Multicoin’s losses last year stem largely from its indirect exposure to the company through holdings of crypto assets such as FTT, the exchange’s original token, as well as assets stuck on the platform. The firm noted that it quickly created a side pocket (a withdrawal from the main fund) for assets affected by FTX in November 2022.

This included assets stuck on the stock exchange, which is now trapped in bankruptcy proceedings. The side pocket also included Multicoin assets withdrawn from FTX just before the collapse, which the letter says could be subject to repayment by the FTX estate.

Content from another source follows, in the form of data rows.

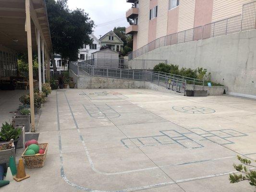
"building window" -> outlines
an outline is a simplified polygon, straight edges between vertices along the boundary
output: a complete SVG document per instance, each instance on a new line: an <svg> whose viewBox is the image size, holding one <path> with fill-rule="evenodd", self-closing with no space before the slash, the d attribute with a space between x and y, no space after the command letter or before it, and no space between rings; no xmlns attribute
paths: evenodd
<svg viewBox="0 0 256 192"><path fill-rule="evenodd" d="M138 24L138 18L136 18L134 19L134 24L135 24L135 25Z"/></svg>
<svg viewBox="0 0 256 192"><path fill-rule="evenodd" d="M90 49L97 49L97 44L91 44L90 45Z"/></svg>
<svg viewBox="0 0 256 192"><path fill-rule="evenodd" d="M149 19L151 20L158 16L158 6L151 9L149 12Z"/></svg>
<svg viewBox="0 0 256 192"><path fill-rule="evenodd" d="M80 54L80 60L85 60L85 54Z"/></svg>
<svg viewBox="0 0 256 192"><path fill-rule="evenodd" d="M180 4L180 0L170 0L169 10L175 8Z"/></svg>

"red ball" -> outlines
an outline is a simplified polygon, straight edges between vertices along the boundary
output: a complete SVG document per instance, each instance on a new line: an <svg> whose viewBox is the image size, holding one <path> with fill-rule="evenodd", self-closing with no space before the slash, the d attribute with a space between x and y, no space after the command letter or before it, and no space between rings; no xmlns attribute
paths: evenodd
<svg viewBox="0 0 256 192"><path fill-rule="evenodd" d="M45 150L44 149L39 149L38 153L39 154L43 154L45 153Z"/></svg>
<svg viewBox="0 0 256 192"><path fill-rule="evenodd" d="M33 139L30 141L28 141L28 142L26 142L25 144L25 148L27 148L28 146L32 144L37 144L38 143L37 143L37 141L35 140L35 139Z"/></svg>

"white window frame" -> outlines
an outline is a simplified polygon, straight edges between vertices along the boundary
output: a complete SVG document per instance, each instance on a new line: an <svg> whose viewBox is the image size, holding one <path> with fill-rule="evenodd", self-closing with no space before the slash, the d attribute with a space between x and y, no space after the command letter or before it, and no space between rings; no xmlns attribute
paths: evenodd
<svg viewBox="0 0 256 192"><path fill-rule="evenodd" d="M173 2L172 2L173 1L175 1L174 2L175 5L172 4L172 3L173 3ZM176 8L179 5L180 5L179 0L169 0L169 10L171 10L172 9Z"/></svg>
<svg viewBox="0 0 256 192"><path fill-rule="evenodd" d="M109 36L109 40L110 40L110 41L113 41L114 40L114 36Z"/></svg>

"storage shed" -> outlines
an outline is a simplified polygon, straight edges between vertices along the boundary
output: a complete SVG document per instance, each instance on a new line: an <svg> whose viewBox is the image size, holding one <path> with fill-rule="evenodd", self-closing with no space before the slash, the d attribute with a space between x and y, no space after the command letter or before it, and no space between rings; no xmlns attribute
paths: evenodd
<svg viewBox="0 0 256 192"><path fill-rule="evenodd" d="M93 53L92 57L94 65L114 68L119 67L119 53L109 48Z"/></svg>

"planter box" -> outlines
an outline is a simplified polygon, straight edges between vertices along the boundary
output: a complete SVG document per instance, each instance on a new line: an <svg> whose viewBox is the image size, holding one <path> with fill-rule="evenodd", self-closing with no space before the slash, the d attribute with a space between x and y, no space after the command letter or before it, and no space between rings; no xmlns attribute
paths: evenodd
<svg viewBox="0 0 256 192"><path fill-rule="evenodd" d="M193 96L194 91L193 90L186 90L186 96Z"/></svg>
<svg viewBox="0 0 256 192"><path fill-rule="evenodd" d="M25 143L25 128L24 127L15 127L15 128L21 128L22 130L21 133L17 143L17 146L15 146L17 149L22 149L24 147Z"/></svg>
<svg viewBox="0 0 256 192"><path fill-rule="evenodd" d="M24 126L25 132L29 132L30 129L30 115L15 115L12 117L14 127Z"/></svg>
<svg viewBox="0 0 256 192"><path fill-rule="evenodd" d="M13 142L12 142L12 147L10 147L10 142L0 143L0 147L7 147L8 149L0 150L0 164L5 164L6 168L9 166L9 158L11 156L15 157L15 147Z"/></svg>
<svg viewBox="0 0 256 192"><path fill-rule="evenodd" d="M194 91L194 96L207 96L207 91L206 90L195 90Z"/></svg>

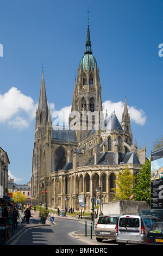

Multicoin wrote in the letter that they have taken new steps to “reduce counterparty risk”. The firm plans to keep only 48 hours worth of trading assets on one exchange at a time.

Furthermore, the fund will adjust its security practices to reduce the amount of collateral held on exchanges for derivative positions, and bring on board more custodians to diversify custody risk.

FTX and its group of crypto companies filed for Chapter 11 bankruptcy in early November. Sam Bankman-Fried, the disgraced founder of FTX, was later arrested in the Bahamas after US prosecutors formally filed criminal charges against him. He was eventually extradited to the United States, where he was released from prison after posting a $250 million bond in a New York court.